Papyrus as a note in perfumery is uncommon. Where sandalwood and cedar have centuries of use behind them, papyrus sits on the margins. It reads as dry, slightly smoky, with a green edge that prevents heaviness. In this composition, the green plant accords serve a specific function: they keep the ancient material from feeling like a museum piece. Without them, papyrus risks becoming static. With them, the fragrance breathes. The result is woody aromatic territory with an unusual texture, neither purely natural nor synthetic, landing somewhere between the two.
The evolution
The opening is immediate and dry. Papyrus as a material, not a concept. Green arrives quickly, herbal and slightly bitter, like a plant pressed between old pages. It lifts what could have been heavy. Within the first hour, dry wood settles in alongside subtle leather. The leather is quiet. Not boots-and-jacket leather. More like the smell of an old book cover. Moderate sillage throughout. This does not announce itself. The green fades after a few hours, leaving papyrus wood and faint warmth on skin. By the final stretch, the drydown is skin-adjacent. A trace. The kind of thing a collar catches rather than a room.

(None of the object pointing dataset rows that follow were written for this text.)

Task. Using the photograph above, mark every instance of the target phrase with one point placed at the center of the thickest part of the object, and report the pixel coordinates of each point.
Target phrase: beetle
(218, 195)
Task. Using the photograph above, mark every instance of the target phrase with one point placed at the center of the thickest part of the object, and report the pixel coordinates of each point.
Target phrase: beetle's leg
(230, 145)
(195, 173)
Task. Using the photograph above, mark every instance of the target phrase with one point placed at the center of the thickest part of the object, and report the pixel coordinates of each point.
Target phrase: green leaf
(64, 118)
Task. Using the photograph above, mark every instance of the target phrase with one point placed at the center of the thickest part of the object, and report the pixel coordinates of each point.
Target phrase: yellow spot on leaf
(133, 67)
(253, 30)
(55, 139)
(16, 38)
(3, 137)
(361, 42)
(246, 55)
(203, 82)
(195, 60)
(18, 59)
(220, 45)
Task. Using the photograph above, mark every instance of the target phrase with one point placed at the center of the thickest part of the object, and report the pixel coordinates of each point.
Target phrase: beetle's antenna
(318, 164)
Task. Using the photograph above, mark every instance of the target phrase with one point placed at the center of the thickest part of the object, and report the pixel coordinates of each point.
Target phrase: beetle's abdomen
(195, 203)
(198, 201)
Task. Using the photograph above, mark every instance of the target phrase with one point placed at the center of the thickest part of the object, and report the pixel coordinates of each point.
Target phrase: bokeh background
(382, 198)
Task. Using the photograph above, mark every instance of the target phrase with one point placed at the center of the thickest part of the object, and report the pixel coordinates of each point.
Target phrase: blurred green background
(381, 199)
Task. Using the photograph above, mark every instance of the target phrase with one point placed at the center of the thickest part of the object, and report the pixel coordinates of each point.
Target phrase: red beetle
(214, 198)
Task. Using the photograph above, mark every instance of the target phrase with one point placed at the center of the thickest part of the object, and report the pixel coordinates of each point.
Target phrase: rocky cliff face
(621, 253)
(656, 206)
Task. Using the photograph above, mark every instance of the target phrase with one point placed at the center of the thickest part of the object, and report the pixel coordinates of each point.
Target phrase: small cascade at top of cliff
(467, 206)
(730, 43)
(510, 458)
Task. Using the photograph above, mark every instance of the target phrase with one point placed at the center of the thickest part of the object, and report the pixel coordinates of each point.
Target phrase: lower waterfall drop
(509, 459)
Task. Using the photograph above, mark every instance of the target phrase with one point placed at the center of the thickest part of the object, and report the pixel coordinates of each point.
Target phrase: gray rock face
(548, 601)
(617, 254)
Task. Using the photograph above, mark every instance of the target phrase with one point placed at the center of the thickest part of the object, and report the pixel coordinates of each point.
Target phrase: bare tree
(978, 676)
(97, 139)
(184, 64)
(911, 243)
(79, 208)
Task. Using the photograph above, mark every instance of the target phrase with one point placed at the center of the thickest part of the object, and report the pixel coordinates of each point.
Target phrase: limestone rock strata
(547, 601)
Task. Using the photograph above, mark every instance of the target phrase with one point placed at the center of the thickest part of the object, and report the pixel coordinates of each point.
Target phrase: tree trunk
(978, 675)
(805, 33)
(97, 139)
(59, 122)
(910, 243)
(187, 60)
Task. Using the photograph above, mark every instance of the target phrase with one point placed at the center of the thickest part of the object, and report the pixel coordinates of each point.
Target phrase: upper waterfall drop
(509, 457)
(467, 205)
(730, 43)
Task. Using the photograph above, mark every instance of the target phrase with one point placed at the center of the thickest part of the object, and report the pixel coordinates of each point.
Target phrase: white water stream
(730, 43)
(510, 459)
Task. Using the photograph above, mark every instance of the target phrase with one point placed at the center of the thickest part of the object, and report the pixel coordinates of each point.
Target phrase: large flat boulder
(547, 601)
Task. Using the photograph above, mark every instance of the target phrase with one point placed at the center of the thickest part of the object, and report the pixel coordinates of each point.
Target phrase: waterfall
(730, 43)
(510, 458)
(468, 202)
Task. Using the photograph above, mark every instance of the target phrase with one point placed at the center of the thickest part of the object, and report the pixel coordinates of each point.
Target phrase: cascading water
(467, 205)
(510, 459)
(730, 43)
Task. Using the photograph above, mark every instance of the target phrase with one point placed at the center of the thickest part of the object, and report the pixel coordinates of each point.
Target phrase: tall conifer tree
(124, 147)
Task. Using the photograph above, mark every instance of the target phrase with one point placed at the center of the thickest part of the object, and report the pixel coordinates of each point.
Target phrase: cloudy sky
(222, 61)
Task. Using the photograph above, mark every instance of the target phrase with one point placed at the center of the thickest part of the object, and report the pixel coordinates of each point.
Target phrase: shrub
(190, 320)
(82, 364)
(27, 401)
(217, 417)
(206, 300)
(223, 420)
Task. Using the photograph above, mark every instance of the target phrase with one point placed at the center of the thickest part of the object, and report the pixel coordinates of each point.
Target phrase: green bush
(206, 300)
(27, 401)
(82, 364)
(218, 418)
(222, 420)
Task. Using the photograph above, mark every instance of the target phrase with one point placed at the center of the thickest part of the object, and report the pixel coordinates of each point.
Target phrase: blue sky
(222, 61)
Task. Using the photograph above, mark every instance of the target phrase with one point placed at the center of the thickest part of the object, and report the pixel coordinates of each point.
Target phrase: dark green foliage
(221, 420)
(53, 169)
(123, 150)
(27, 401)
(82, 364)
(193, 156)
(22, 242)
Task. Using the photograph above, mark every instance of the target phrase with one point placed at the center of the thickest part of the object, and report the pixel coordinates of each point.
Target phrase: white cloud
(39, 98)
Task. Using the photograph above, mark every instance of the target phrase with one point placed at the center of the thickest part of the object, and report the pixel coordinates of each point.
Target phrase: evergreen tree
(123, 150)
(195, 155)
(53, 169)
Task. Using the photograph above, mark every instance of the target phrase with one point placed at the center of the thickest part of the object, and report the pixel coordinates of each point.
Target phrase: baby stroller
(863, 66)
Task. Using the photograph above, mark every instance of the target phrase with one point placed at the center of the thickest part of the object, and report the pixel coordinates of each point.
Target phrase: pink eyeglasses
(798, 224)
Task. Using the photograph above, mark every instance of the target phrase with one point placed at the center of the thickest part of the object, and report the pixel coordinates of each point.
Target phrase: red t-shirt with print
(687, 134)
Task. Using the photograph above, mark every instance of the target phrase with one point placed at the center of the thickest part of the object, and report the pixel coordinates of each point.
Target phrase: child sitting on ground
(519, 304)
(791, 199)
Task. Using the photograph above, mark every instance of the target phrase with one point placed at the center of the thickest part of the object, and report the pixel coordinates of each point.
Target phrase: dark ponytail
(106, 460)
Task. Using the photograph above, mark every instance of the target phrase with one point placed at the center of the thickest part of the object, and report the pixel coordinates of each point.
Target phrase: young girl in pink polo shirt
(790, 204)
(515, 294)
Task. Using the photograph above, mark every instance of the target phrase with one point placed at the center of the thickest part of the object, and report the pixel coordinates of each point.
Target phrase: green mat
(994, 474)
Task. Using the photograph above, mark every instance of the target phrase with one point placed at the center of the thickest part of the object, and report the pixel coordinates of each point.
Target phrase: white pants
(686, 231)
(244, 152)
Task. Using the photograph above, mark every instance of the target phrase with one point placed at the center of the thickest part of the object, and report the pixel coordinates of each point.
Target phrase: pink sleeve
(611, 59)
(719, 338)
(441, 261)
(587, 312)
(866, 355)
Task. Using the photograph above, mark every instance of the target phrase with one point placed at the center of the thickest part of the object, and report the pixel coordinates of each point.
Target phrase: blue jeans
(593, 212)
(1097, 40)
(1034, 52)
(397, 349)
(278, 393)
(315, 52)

On fabric, papyrus clings longer. Expect four to six hours on most skin types, occasionally longer if the day cooperates.
Cultural impact
Papyrus occupies a specific corner of the fragrance landscape. In the Atelier des Fleurs collection, it stands apart from the florals and citrus singles, offering something drier and more unusual. Community reception is divided along predictable lines, those drawn to papyrus appreciate its specificity and the way it avoids conventional woody tropes, while others find the dryness sharp or the green too herbal. The fragrance's moderate sillage suits close wearing, which some read as restraint and others as a limitation.